To miłe, kiedy ktoś w nas wierzy, kto swoim entuzjazmem i zachętą sprawia, że działamy. Czasem jest tak bowiem, że nie mamy nawet odwagi spróbować.
Ja lubię eksperymentować, majsterkować, dłubać, ale często mam też spore wątpliwości w zakresie faktycznych możliwości wykonana wymarzonego gadżetu. Przy amatorskich narzędziach pracy i ograniczonym wyposażeniu domowego kącika zabaw - zwanego przeze mnie (dla podwyższenia rangi miejsca): warsztatem - wiem, że niektóre rzeczy mogą sprawić dużą trudność i w efekcie zmarnuję materiał, jaki w niewielkim zasobie posiadam i skąpstwie używam. No i zresztą, co tu dużo mówić, bawię się miniaturkami dopiero od ponad roku, a to sprawia, że moje doświadczenie wciąż jest małe. Dlatego czasem mam opory przed podjęciem aktywności...
I wtedy pojawia się ktoś, kto mnie zachęca, motywuje i stawia do pionu. To naprawdę ważne. Bez takich osób nasze działanie byłoby znacznie ograniczone, bo nawet najodważniejsze osoby potrzebują czasem motywacji.
Dzisiaj chciałbym podziękować Ewie ze świata Porcelanowych Lal.
Ostatnio to ona właśnie zmotywowała mnie do działania.

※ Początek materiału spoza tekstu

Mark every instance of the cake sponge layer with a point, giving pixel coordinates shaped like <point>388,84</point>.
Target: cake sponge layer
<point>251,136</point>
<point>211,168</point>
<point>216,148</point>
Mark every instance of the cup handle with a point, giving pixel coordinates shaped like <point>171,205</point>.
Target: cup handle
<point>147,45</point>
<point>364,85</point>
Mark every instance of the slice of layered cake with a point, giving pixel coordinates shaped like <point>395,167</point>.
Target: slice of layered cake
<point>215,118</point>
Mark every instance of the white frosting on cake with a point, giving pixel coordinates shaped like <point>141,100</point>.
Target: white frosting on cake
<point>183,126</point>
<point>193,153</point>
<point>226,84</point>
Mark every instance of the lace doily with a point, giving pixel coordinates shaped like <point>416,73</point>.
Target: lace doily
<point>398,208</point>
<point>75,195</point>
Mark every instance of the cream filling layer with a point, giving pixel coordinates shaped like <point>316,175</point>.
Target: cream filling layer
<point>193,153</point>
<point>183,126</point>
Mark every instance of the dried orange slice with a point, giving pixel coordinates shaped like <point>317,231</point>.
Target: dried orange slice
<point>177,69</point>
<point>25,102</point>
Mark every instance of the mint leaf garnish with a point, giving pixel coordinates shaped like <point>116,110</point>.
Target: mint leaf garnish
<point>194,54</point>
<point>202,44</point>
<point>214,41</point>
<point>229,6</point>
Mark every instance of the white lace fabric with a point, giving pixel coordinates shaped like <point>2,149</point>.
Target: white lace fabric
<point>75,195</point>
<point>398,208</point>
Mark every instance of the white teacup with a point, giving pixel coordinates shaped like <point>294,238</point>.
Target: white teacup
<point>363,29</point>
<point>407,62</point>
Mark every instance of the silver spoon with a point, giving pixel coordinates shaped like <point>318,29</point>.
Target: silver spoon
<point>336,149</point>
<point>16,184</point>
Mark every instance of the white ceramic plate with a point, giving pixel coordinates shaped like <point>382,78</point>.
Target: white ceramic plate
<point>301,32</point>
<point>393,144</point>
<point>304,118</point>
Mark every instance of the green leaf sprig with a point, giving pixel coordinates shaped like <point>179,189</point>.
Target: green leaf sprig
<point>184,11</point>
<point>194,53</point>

Bez jej zachęty nie podjęłabym się wykonania gadżetu,
który jest głównym bohaterem dzisiejszego wpisu.
Oto on:
ZEGAR
Podczas luźnej rozmowy ze mną, Ewa pokazała mi pewną miniaturkę z Internetu, rzucając hasło: Wyzwanie? Ja natomiast po wstępnym zachwycie nad ujrzanym maleństwem, rozpoczęłam lament, że dla mnie to niewykonalne, że za trudne, że to, że siamto. I tak trwałaby nasza wymiana zdań, gdyby nie zacięcie ewusiowe i siła jej perswazji - przekonała mnie i w efekcie powstał kolejny element lalkowego domku (domku, którego nie ma nawet w namacalnym zarysie... Jednak, kto wie? Może kiedyś będzie?).
Najwięcej problemu sprawiło mi wymyślenie sposobu wycięcia otworu, przez który widać tarczę zegara. Ponieważ
w swoim "warsztacie" posiadam do cięcia jedynie nożyczki i nożyk do
papieru, zastanawiałam się, jak to zrobić, żeby całość drewienka się nie skruszyła podczas cięcia.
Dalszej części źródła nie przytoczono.